Maksudnya, penilaian moral didasarkan pada konsekuensi hukuman yang nyata atau
konsekuensi yang menguntungkan dari suatu tindakan untuk aktor daripada pada hubungan
yang bertindak dengan aturan dan kebiasaan masyarakat.Moralitas konvensional, yaitu istilah
Kohlberg untuk tahap ketiga dan keempat dari penalaran moral. Maksudnya, penilaian moral
didasarkan pada keinginan untuk mendapatkan persetujuan atau untuk menegakkan hukum
yang menjaga ketertiban sosial.Moralitas poskonvensional, yaitu istilah Kohlberg untuk
tahapkelima dan keenam penalaran moral. Maksudnya, penilaian moral didasarkan pada
kesepakatan sosial dan hukum demokrasi atau pada prinsip-prinsip universal etika dan
keadilan.Masing-masing tingkat moral terdiri atas dua tahap yang berbeda sehingga menjadi
enam tahap, yaitu punishment and obedience orientation (tahap 1), naïve hedonism (tahap 2),
good boy or good girls orientation (tahap 3), social order maintaining morality(tahap 4), the
social contract orientation (tahap 5), dan morality of individual principles of conscience (tahap
6). Kemudian penelitian mendukung tahapan Kohlberg dan usulannya bahwa perkembangan
kognitif dan pengalaman sosial dengan orang tua, teman sebaya, dan peserta lain dalam
pendidikan tinggi atau kegiatan demokratis berkontribusi pada pertumbuhan penalaran moral
Komponen perilaku

C.Perilaku: moral behavior


Komponen perkembangan moral yang mencerminkan cangkul yang secara actual kita lakukan
ketika kita mengalami godaan untuk berbohong, menipu, atau melanggar aturan moral lainnya.

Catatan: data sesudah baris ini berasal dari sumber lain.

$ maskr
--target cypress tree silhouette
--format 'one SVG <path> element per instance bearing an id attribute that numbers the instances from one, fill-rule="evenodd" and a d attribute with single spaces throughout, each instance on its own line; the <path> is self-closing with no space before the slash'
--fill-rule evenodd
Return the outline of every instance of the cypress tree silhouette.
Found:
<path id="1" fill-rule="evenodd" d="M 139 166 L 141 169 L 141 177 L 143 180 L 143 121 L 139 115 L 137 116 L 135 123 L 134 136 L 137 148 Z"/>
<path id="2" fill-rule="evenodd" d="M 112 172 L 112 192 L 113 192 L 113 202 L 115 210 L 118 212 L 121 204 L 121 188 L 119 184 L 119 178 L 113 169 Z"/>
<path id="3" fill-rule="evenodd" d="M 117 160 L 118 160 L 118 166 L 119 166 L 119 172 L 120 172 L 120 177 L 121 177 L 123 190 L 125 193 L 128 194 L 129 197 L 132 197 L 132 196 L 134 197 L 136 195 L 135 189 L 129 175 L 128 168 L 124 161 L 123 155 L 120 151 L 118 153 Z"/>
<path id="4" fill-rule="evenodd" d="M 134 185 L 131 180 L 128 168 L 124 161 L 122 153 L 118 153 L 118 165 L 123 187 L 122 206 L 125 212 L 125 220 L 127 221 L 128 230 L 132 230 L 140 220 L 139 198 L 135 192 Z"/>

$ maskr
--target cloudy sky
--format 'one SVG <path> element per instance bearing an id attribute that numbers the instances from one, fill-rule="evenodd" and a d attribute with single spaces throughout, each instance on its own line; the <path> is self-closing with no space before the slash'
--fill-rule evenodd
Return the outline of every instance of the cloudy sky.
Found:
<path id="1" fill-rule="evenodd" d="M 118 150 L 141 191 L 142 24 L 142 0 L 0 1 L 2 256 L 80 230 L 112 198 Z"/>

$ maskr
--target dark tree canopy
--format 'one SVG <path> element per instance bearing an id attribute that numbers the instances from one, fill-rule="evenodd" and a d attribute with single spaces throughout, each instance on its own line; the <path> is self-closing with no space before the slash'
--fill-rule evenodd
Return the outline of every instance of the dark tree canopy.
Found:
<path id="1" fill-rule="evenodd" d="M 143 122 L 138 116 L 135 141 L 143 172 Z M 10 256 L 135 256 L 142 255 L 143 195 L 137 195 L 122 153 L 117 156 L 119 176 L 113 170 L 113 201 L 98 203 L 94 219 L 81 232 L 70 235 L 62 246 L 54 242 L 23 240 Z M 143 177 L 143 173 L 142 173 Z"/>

Teori yang erat kaitannya dengan komponen perilaku ini adalah teori pembelajaran sosial.
Teori pembelajaran sosial menjelaskan bagaimana anak-anak belajar melawan godaan dan
menghambat tindakan yang melanggar norma moral. Agar anak-anak dapat melawan seluruh
godaan yang ada, dibutuhkan faktor-faktor pengendali.Faktor-faktor pengembangan
pengendalian atau penghambatan anak terserang godaan sebagai berikut.
1) Hadiah yang diberikan untuk berbagai perilaku.
2) Hukuman yang mencakup alasan-alasan yang tepat.
3)Terus-menerus memaparkan anak-anak pada model pengendalian moral.